Returns a new eventuate, filteredEventuate, which re-produces events from a non-basic eventuate, upstreamEventuate, for which filterFunc returns or resolves to true.

Valid options are:

  • requireConsumption (default: false) - throw an error if a produced event is not consumed
  • destroyResidual (default: true) - call the destroy function when the last consumer is removed via removeConsumer or removeAllConsumers (after at least one consumer was added)
  • lazy (default: true) - wait until a consumer is added before consuming from upstreamEventuate. If set to false, will begin consuming/filtering/producing immediately, even with no consumers added. This is useful when used in conjunction with requireConsumption, for example.
  • order (default: false) - insure the order of items output match the order of input, even with an async filter. Be careful using this option, as it will cause buffering.

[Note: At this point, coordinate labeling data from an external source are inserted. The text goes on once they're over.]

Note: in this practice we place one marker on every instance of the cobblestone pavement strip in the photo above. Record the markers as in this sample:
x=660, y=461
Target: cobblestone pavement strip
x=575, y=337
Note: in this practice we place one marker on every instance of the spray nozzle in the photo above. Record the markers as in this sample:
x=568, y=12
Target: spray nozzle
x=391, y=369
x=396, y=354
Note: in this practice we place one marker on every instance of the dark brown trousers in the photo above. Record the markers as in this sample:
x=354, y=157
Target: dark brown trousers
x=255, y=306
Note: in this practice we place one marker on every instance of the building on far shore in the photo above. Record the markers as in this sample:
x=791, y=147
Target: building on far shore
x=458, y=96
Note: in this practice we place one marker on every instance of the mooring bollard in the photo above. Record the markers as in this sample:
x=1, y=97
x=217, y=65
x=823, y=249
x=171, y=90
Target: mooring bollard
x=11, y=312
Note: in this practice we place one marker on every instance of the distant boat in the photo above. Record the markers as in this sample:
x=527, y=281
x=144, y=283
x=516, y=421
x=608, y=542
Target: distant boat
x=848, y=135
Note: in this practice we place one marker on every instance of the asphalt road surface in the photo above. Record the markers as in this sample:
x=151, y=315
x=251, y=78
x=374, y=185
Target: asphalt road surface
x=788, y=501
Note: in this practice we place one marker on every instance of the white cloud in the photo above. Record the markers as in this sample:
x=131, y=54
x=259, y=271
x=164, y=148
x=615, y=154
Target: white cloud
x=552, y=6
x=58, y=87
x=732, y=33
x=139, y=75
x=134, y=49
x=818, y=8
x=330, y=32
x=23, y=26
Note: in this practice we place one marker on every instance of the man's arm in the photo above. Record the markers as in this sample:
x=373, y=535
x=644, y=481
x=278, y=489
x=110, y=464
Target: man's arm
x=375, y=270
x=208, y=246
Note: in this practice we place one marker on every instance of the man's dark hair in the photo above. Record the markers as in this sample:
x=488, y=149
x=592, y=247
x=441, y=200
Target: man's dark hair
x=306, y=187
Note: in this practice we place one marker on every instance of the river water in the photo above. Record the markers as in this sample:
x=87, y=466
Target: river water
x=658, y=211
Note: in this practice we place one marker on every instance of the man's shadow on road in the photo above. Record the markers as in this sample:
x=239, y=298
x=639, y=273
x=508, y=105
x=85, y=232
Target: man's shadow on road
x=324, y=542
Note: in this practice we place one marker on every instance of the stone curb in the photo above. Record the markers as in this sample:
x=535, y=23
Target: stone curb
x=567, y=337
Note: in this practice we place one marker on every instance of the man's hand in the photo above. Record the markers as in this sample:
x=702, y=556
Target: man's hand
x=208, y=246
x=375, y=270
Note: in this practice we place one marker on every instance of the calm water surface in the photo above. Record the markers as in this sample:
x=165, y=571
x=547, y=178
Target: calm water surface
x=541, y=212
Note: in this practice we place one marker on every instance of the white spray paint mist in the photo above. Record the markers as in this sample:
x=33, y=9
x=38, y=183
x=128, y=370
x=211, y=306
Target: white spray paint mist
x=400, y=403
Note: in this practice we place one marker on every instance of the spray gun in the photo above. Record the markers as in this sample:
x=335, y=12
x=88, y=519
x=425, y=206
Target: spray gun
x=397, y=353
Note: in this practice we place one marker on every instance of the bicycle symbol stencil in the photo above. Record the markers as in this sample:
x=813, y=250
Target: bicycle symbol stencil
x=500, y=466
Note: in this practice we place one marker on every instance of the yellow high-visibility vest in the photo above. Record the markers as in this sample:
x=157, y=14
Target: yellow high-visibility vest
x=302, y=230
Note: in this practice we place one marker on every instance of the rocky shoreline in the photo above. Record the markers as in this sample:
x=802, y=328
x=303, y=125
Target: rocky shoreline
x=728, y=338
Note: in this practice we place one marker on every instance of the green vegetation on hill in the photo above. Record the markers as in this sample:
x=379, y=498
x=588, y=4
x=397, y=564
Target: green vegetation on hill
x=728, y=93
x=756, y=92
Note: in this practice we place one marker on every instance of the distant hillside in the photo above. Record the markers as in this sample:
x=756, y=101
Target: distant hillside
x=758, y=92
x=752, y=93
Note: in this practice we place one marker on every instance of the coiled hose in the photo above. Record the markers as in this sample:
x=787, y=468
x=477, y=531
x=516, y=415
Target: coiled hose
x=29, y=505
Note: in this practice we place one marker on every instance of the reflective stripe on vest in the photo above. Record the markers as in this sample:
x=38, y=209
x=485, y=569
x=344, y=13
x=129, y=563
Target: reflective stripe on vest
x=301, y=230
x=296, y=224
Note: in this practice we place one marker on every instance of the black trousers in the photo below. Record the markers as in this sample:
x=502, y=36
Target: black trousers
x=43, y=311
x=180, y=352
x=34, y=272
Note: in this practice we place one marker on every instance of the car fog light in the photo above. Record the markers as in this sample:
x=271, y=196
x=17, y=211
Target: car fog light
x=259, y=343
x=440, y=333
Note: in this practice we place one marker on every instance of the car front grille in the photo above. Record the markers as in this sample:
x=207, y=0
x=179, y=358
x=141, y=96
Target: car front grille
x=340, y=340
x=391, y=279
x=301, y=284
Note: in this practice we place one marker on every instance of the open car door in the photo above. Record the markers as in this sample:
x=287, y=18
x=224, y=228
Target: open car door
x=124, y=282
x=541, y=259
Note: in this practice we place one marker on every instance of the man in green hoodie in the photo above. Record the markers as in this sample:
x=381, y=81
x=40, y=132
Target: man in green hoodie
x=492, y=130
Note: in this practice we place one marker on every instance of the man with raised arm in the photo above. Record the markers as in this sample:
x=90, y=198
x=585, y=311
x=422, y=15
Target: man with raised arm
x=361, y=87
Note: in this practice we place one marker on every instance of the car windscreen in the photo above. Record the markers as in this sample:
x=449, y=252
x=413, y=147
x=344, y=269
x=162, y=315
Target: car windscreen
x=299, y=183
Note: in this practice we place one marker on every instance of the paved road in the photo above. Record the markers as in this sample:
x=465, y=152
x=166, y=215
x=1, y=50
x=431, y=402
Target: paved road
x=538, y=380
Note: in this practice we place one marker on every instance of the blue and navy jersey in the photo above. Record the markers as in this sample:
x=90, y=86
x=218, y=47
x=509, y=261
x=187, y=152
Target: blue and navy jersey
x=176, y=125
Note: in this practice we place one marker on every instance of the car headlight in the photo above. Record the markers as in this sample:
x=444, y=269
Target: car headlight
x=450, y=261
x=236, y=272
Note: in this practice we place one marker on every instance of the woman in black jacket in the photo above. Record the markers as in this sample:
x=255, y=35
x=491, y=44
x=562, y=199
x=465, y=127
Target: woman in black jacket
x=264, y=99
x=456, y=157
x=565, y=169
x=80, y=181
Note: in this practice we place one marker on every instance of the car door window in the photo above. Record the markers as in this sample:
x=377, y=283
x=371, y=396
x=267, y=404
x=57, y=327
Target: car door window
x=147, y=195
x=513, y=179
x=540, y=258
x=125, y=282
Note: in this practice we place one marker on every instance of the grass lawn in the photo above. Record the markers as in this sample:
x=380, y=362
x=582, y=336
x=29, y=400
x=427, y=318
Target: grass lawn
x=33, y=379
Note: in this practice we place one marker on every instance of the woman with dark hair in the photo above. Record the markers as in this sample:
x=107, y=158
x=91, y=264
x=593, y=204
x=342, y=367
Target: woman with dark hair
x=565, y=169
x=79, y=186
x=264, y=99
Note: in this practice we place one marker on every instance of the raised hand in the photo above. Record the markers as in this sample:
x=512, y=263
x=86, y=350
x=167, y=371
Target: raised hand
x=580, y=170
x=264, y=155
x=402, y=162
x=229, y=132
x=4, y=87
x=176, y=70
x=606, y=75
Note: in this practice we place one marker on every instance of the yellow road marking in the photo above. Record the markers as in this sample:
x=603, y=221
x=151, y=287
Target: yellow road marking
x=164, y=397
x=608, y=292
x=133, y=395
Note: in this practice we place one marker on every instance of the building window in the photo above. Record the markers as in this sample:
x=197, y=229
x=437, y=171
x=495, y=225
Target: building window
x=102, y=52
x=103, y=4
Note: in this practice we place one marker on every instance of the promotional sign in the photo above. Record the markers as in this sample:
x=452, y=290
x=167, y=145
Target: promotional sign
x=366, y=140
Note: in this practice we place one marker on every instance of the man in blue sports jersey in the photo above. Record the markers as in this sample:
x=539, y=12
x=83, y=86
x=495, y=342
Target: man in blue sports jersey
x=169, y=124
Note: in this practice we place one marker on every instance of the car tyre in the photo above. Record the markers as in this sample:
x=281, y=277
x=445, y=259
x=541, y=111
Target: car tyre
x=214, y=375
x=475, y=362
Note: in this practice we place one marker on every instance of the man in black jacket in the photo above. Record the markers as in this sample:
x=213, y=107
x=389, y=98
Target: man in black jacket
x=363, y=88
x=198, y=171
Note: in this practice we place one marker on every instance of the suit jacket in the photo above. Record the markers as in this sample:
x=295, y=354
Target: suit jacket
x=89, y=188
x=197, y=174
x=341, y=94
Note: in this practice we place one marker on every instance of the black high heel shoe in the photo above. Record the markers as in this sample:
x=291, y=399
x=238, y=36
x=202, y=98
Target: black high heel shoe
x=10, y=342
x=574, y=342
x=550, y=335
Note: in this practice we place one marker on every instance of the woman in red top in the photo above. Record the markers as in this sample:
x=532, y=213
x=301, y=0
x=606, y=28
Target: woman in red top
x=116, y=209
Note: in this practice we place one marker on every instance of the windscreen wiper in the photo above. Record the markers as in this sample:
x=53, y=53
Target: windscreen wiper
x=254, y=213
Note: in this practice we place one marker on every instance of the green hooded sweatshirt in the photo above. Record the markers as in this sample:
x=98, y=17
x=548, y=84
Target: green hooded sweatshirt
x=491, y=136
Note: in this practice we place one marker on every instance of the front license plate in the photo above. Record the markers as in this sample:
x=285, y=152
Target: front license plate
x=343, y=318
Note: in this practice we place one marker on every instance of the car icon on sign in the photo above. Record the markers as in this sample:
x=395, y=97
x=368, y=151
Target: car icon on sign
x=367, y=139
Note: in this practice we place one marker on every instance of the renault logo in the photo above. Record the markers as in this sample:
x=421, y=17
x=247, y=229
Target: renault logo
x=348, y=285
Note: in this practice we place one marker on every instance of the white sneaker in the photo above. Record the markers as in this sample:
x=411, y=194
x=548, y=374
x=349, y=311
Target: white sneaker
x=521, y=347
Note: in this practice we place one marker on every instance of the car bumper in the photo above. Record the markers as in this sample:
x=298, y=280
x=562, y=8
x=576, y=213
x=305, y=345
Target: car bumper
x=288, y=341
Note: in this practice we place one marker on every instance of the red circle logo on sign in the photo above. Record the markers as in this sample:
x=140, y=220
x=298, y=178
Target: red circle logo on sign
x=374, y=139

The filterFunc function should accept at least one argument, data, but may optionally accept a 2nd argument of a callback; eventuate-filter will determine whether a callback is accepted based on the argument length of the filterFunc function.

If a callback is NOT accepted, then filterFunc should return either a boolean or a Promise. If a Promise is returned, it should resolve to a boolean. If a callback is accepted, the return value of filterFunc is ignored, and the error-first style callback (function (err, bool) {}) must be called with either a truthy error or a falsey error and a boolean.

Upon receiving a truthy boolean from either a return value, Promise, or callback, the filteredEventuate will produce the data in question.

If either the callback is supplied an error, or the Promise is rejected, then the filteredEventuate will produce an Error object.

If the callback or Promise are resolved/rejected after the filteredEventuate has been destroyed, the value will not be produced.

filteredEventuate.destroy()

When destroyed, the filteredEventuate will stop consuming from the upstreamEventuate. The filteredEventuate is automatically destroyed unless the destroyResidual option was given as false during creation of the filteredEventuate.

filteredEventuate.upstreamConsumer

The function added as a consumer to the upstreamEventuate.

install

With npm do:

npm install --save eventuate-core

testing

npm test

Or to run tests in phantom: npm run phantom

coverage

npm run view-cover

This will output a textual coverage report.

npm run open-cover

This will open an HTML coverage report in the default browser.